I display this information on a website in a simple html table and read the mysql database with php.

The output goes something like this:

<table>
 <th>Computer portfolio</th>
 <tr>
 <td>Computer Name</td>
 <td>Status</td>
 <td>Last Connected</td>
 </tr>
 <tr>
 <td>Computer 1</td>
 <td>Okay</td>
 <td>2013年07月10日 00:15:25</td>
 </tr>
 <tr>
 <td>Computer 2</td>
 <td>Down</td>
 <td>2013年07月08日 00:15:25</td>
 </tr>
 <tr>
 <td>Computer 3</td>
 <td>Okay</td>
 <td>2013年07月10日 00:17:25</td>
 </tr>
</table>

The php code is really easy and is just returning a select * from db then iterating through the array.

My question is simply, how do I incorporate knockout to reload the results from the DB every 5 minutes to refresh the items on the page.

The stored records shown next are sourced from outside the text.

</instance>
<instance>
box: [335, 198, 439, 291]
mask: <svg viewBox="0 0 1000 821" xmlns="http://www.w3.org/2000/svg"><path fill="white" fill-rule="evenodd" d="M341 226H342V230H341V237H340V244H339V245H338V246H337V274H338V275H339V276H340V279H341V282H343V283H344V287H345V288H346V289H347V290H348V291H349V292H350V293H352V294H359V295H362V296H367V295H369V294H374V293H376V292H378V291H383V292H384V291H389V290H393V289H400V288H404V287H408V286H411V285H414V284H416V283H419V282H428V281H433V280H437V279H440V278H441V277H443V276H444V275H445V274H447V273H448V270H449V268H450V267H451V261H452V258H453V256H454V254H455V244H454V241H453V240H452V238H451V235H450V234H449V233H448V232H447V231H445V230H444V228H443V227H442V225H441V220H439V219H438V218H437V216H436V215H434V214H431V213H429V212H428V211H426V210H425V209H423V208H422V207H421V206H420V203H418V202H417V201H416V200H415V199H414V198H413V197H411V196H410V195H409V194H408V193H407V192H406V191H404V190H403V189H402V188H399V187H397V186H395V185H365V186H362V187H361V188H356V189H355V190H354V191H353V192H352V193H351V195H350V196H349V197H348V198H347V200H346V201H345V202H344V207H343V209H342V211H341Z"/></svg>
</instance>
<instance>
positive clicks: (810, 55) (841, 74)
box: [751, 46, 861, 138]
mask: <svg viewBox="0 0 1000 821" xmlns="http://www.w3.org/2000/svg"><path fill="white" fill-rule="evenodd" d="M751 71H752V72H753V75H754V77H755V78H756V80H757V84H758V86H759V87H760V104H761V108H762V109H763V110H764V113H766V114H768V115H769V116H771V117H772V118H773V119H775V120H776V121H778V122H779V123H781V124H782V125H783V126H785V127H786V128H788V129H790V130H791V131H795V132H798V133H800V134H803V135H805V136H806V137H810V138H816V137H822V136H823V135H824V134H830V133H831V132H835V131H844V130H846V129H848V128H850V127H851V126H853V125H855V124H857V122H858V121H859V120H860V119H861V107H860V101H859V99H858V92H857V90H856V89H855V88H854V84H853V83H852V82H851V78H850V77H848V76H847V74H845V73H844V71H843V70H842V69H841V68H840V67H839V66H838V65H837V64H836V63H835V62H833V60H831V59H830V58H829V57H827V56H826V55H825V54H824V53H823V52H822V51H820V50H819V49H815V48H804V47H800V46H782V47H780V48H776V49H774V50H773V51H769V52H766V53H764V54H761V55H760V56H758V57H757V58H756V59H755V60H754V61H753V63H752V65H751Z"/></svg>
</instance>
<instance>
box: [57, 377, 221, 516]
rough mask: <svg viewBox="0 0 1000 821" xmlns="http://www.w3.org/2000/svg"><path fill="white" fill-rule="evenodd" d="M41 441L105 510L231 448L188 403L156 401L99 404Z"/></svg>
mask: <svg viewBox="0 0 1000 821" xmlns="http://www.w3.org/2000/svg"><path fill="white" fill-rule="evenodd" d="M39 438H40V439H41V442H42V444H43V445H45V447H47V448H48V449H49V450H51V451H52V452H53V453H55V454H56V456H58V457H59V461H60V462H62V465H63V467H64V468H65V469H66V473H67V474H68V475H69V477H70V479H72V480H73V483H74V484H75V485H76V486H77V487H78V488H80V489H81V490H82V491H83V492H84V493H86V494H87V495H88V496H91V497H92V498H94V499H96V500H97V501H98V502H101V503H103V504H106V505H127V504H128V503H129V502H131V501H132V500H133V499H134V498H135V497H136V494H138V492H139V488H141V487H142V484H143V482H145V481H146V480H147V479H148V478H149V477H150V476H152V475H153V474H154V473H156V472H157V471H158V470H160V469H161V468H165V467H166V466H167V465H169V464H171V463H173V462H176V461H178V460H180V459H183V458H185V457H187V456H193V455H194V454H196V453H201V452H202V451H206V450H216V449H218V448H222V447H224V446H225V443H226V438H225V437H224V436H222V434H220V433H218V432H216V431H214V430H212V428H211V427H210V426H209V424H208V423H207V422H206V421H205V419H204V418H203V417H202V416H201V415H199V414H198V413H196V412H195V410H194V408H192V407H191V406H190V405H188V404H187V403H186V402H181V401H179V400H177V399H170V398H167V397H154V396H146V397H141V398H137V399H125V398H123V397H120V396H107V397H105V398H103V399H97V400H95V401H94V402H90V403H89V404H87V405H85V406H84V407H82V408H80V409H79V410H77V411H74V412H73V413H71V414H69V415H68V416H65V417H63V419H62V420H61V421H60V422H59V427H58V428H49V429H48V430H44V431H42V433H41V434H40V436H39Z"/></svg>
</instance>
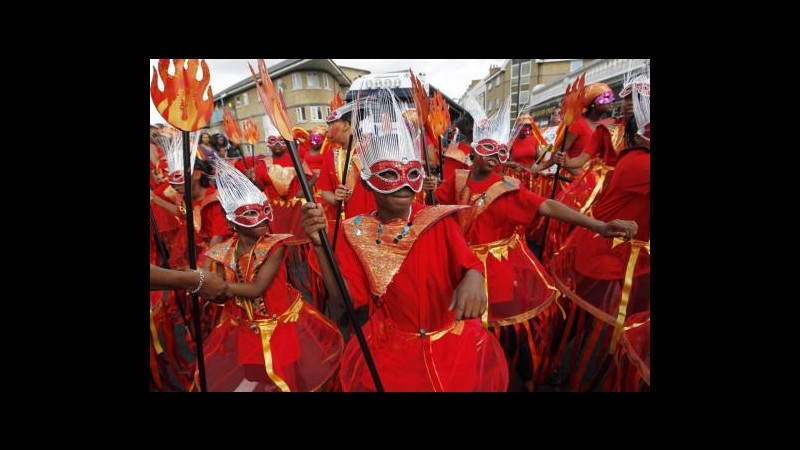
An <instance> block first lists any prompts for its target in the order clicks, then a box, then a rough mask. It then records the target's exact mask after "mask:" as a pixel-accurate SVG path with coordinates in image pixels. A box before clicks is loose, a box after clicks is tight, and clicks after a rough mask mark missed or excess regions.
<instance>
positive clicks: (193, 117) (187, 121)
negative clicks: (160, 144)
mask: <svg viewBox="0 0 800 450" xmlns="http://www.w3.org/2000/svg"><path fill="white" fill-rule="evenodd" d="M184 61H186V63H185V64H184ZM172 63H173V65H174V66H175V74H174V75H170V74H169V73H168V72H167V69H168V68H169V60H168V59H159V60H158V69H157V70H156V69H155V67H154V68H153V69H154V70H153V78H152V80H151V81H150V97H152V99H153V104H154V105H155V106H156V109H157V110H158V112H159V114H161V117H163V118H164V120H166V121H167V122H169V124H170V125H172V126H173V127H175V128H179V129H181V130H183V131H197V130H199V129H200V128H203V127H205V126H206V125H207V124H208V122H209V120H211V112H212V110H213V109H214V95H213V94H212V93H211V86H209V85H208V84H209V82H210V81H211V75H210V73H209V71H208V65H207V64H206V61H205V60H204V59H201V60H199V66H200V68H201V69H202V71H203V78H202V79H201V80H197V66H198V60H197V59H189V60H184V59H173V60H172ZM158 75H161V81H162V83H164V90H163V91H162V90H160V89H159V88H158V78H157V77H158ZM206 87H207V88H208V89H207V90H206ZM203 94H206V96H207V98H206V99H205V100H204V99H203Z"/></svg>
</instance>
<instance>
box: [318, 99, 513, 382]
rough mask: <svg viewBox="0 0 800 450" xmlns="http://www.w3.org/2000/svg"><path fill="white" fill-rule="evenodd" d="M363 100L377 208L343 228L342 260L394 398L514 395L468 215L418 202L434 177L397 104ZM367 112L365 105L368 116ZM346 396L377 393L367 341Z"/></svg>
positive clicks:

asked Jul 11, 2013 at 1:13
2
  • First, re-write your table using knockout observables. Second, call a services every 5 minutes to get the new data & refresh the observables Commented Jul 11, 2013 at 1:17
  • @AndrewWalters Can you give me an example of how this might work? Commented Jul 11, 2013 at 1:28

1 Answer 1

1

CodePen Demo

function getJSON(callback) {
 // Get an array from the server
 // callback(data)
}

Create a view model with an observable array. Then make a refresh method that pulls data, and overrides the observable. Because all items in the array are dependant on the root array, there's no need for them to be observable.

function ViewModel(){
 var self = this;
 self.items = ko.observableArray([]);
 self.refresh = function(){
 getJSON(function(data){
 self.items(data);
 console.log(data);
 });
 }

Refresh once, and then again at the desired interval, e.g., 5 minutes.

 self.refresh();
 setTimeout(self.refresh, 5 * 60 * 1000);
}
ko.applyBindings(app = new ViewModel);

jQuery provides very easy AJAX methods, such as $.getJSON.

function getJSON(callback) {
 $.getJSON('tabledata.php', callback);
}

Also, there's a plugin called Live, which syncs data in real time between multiple clients. However it depends on NodeJS, so it may not be a good solution to you (mostly posting it here for future-googlers.

answered Jul 11, 2013 at 1:31

2 Comments

Well, I have this only partially written. I'd love some suggestions on background reading or other similar projects that I could look at.
I gave a jQuery example. It's probably a bit extreme to pull the enter jQuery library into your app for that, but it depends on your performance needs (usually a half a second longer to load). You can find other methods by searching "get ajax json without jQuery".